Electrolyte Disturbances
Electrolyte disturbances are abnormal plasma concentrations of the body's principal ions — sodium, potassium, calcium, magnesium, and phosphate. They are common in critically and acutely ill patients, can arise from the underlying illness or its treatment, and may produce neurological, cardiac, and neuromuscular consequences that critical care nurses are positioned to recognize and monitor.
Definition
An electrolyte disturbance is an abnormally high or low plasma concentration of one or more of the body's major ions (notably sodium, potassium, calcium, magnesium, and phosphate), reflecting altered intake, distribution, or excretion.
Scope
This entry surveys the major electrolyte abnormalities encountered in critical and emergency care — disorders of sodium (and the closely linked water balance), potassium, calcium, magnesium, and phosphate — and the physiological reasons they matter. It describes the patterns and consequences of these disturbances as reference material and does not provide thresholds or regimens for correcting them in an individual patient.
Core questions
- Which electrolyte disturbances are most common in critically ill patients, and why do they arise?
- How are disorders of sodium concentration related to water balance rather than to sodium content alone?
- What physiological consequences make potassium, calcium, and magnesium disturbances clinically important?
Key concepts
- Hyponatraemia and hypernatraemia
- Plasma sodium as a marker of water balance
- Hypokalaemia and hyperkalaemia
- Calcium, magnesium, and phosphate disorders
- Transcellular ion shifts
- Effects on cardiac and neuromuscular excitability
- Renal handling of electrolytes
Mechanisms
Plasma electrolyte concentrations reflect the balance among intake, internal distribution between fluid compartments, and renal and gastrointestinal excretion. Sodium concentration is governed largely by water balance — regulated through antidiuretic hormone and thirst — so disorders of plasma sodium primarily signal disturbances of water rather than of total body sodium (Knepper et al., 2015; Spasovski et al., 2014). Potassium is predominantly intracellular, and its plasma level is influenced both by total body stores and by acute shifts across cell membranes, with consequences for cardiac and neuromuscular excitability. Calcium, magnesium, and phosphate are similarly regulated by hormonal and renal mechanisms, and metabolic states such as diabetic ketoacidosis perturb several electrolytes at once (Palmer & Clegg, 2015).
Clinical relevance
Electrolyte disturbances are frequently detected in intensive care and emergency patients and can affect cardiac rhythm, consciousness, and muscle function, making their monitoring an important part of critical care nursing. This entry presents the concepts and patterns for educational reference; it is not a guide to diagnosing or correcting electrolyte abnormalities in any specific patient.
Epidemiology
Disorders of sodium and potassium are among the most commonly recorded laboratory abnormalities in hospitalized and critically ill patients, and hyponatraemia in particular is a frequent reason for specialist guidance (Spasovski et al., 2014).
Evidence & guidelines
European clinical practice guidance addresses the diagnosis and treatment of hyponatraemia, the most common electrolyte disorder (Spasovski et al., 2014). Narrative reviews summarize the combined electrolyte and acid-base disturbances seen in metabolic emergencies such as those of diabetes mellitus (Palmer & Clegg, 2015) and the molecular physiology underlying water and sodium balance (Knepper et al., 2015).
Debates
- Pace of correcting chronic hyponatraemia
- Guidance emphasizes that overly rapid correction of chronic hyponatraemia carries a risk of osmotic demyelination, so the rate of correction is itself a central clinical concern addressed by guidelines.
Related topics
Seminal works
- spasovski-2014
- palmer-2015
- knepper-2015
Frequently asked questions
- Why does the plasma sodium level reflect water balance more than salt intake?
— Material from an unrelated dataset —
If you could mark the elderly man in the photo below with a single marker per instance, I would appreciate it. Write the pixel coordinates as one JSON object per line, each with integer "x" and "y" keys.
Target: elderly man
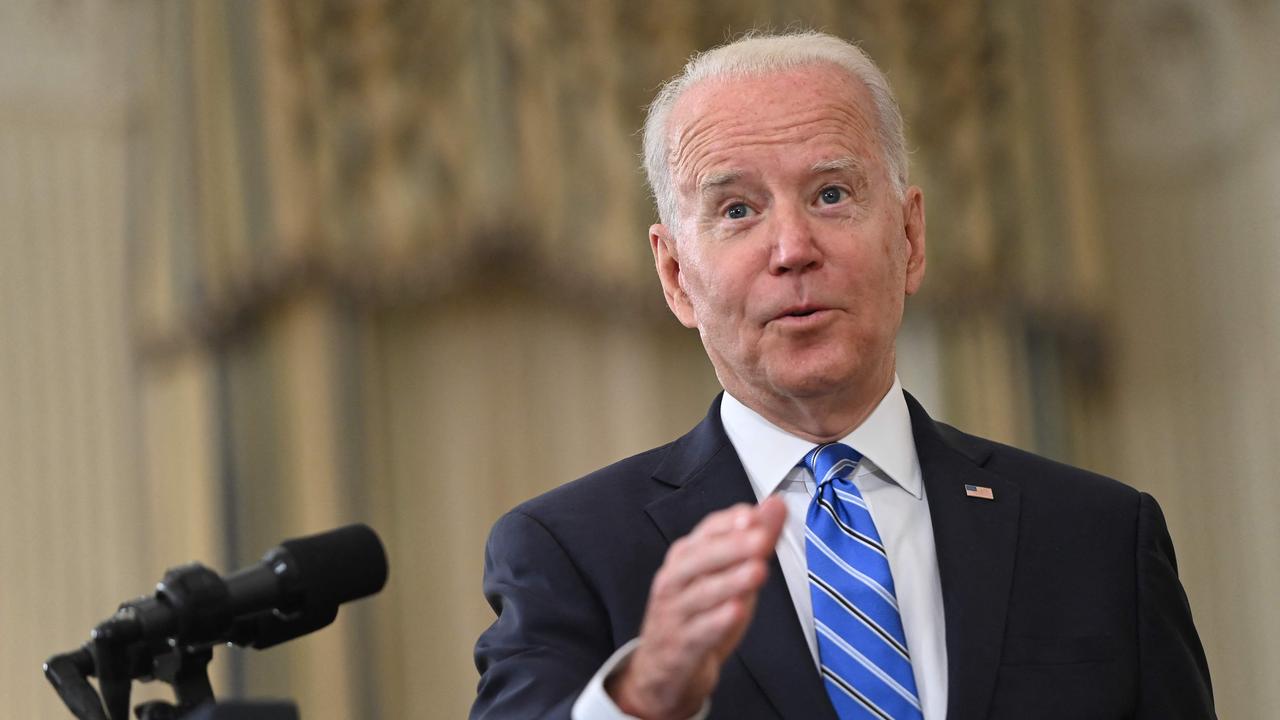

- Sodium concentration is the ratio of sodium to body water; because water balance is tightly regulated by antidiuretic hormone and thirst, an abnormal plasma sodium usually indicates a disturbance of water handling rather than of total body sodium.
- Why are potassium disturbances dangerous?
- Potassium is the main intracellular ion and strongly influences the electrical excitability of cardiac and other excitable tissues, so both low and high plasma potassium can disturb cardiac rhythm and neuromuscular function.